Auto, real estate, bank stocks seen as winners in 2014
TOKYO -- With a continuous flow of easy money in Japan expected to keep the yen weak, investors see automotive, bank and real estate shares reaping the benefits next year.
In a policy meeting that ended Wednesday, the U.S. Federal Reserve decided to scale back its monthly bond purchases but suggested that interest rates would be kept at effectively zero for some time to come. The market largely welcomed the decision, with many saying it cleared up some of the uncertainty surrounding the Fed's policy.

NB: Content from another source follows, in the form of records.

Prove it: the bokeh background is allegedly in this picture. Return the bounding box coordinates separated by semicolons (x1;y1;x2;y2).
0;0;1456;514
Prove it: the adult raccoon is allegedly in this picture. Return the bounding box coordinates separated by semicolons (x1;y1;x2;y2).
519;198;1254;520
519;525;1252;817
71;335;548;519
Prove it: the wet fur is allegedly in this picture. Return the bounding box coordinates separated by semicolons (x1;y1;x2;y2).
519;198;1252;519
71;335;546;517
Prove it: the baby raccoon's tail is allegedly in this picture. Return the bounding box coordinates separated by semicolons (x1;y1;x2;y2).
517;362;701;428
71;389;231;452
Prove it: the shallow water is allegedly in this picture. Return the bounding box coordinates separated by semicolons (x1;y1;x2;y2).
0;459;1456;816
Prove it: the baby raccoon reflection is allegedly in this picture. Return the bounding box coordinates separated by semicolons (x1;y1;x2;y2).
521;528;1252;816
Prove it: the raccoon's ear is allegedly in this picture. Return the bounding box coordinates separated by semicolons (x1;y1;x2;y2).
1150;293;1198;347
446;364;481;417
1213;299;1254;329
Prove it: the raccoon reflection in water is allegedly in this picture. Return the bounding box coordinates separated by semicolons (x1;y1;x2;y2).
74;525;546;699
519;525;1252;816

The Bank of Japan, meanwhile, decided to maintain its aggressive easing measures in a policy meeting that wrapped up Friday. With the consumption tax slated to rise in April, market players increasingly expect the BOJ to take additional steps to prevent an economic decline.
Asked what to watch next year, many institutional investors point to automotive stocks. "The tapering of monetary easing in the U.S. is a sign that its economy is recovering," says Soichiro Monji, chief strategist at Daiwa SB Investments. "Automotive stocks will benefit the most from an improving U.S. economy and a weak yen."
Many expect businesses exporting to the U.S. to add to their capital expenditures, boosting stocks in the machinery and electrical equipment sectors. Some contend that heavier capital spending will increase demand for funds. "Business lending will probably grow, putting banks in the spotlight," says Satoru Asatani of Shinko Asset management.
Additional easing measures from the BOJ may further heighten expectations that Japan will shake off deflation once and for all. "More investors will move their funds into real estate stocks to avoid risks from price increases," predicts Yoshihisa Okamoto of Mizuho Asset Management. Some foresee sales of big-ticket items and durable goods picking up, increasing interest in department store and home appliance retailer stocks.
Meanwhile, many investors cite emerging economies as a possible risk factor. "If countries worried about weak currencies are forced to further hike interest rates," Monji says, "the negative economic impact may spread."
Some warn that if U.S. long-term interest rates rise significantly from a retreat from monetary easing, markets could switch to risk-off mode, triggering a shift in investment money.